「倫理学」タグアーカイブ

動物の権利と人間のエゴイズム:加速するセンシティブな倫理観

20世紀後半から倫理学には『動物の権利(アニマル・ライツ)』という分野が設けられたが、動物の生命や感覚にも『人になぞらえられるべき一定の価値』があるという倫理観・判断基準は比較的新しいものである。

人間は動物を家畜化して食肉にしたり、医学・科学の発展のために実験動物として利用したり、学術・鑑賞のために動物園の檻(研究室の飼育環境)に閉じ込めたり、愛玩するために品種改良したり飼育したりする。

その意味では、人間は動物を人間のための『価値ある資源』として利用する存在であり、『動物虐待』と『必然的・不可避な利用(食用・鑑賞用・飼育用・実験用など)』との差違もまた人間的な感情や感覚の受け取り方に由来することになるだろう。

一方的に殺される側、利用される側の動物からすれば、『人間の側の理由・事情・必要性』などどうでもいいことではあるが、動物は人間との知能・実力(戦闘能力)の差によってどうしても『一切殺されない・利用されない存在』になることは現実的に不可能である。

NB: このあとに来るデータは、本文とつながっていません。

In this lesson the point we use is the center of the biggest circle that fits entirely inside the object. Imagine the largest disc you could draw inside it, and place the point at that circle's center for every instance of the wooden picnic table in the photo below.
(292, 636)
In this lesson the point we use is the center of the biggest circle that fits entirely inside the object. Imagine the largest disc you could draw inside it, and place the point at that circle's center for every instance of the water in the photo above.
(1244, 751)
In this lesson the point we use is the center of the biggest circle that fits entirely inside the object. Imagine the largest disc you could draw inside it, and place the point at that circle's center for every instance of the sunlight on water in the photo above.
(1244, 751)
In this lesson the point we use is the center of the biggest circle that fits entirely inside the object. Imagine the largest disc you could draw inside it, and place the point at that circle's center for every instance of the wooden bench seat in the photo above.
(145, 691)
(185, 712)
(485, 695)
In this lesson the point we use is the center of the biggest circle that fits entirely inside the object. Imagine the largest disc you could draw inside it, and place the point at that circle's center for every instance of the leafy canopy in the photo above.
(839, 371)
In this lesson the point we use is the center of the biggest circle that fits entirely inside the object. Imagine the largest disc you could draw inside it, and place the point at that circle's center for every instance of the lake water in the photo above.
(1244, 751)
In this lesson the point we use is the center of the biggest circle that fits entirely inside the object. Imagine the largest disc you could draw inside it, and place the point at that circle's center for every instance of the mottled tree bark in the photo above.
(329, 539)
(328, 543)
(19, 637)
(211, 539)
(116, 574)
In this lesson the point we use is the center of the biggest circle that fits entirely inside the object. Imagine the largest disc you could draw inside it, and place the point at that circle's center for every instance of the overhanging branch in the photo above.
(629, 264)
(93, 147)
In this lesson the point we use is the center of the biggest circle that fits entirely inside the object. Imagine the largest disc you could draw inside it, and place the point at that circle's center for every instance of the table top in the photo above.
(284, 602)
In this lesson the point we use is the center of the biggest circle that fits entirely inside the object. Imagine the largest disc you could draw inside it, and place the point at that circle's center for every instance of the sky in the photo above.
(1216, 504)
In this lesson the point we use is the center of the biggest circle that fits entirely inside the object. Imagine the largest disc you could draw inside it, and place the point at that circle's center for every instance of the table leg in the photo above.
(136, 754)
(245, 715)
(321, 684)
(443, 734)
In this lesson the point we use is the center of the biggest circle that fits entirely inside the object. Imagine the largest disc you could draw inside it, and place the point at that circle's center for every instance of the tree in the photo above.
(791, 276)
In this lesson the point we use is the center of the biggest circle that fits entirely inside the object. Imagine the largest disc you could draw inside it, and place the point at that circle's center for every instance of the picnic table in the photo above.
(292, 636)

映画『猿の惑星』のシーザーのように、人間と同等の知能と意思疎通能力・戦闘能力・道具製作を持った『新たな種(人類の天敵の種)』でも出現しない限り、地球上において『食肉・飼育をはじめとする人が必要とする動物資源の利用』を実力行使でやめさせられる種は不在だからである。仮に、進化した類人猿や宇宙から飛来した異星人に、人類が取って代わられたとしても、次は『人類に代わった優性種』が他の動物資源を利用しないという保証は何らないが。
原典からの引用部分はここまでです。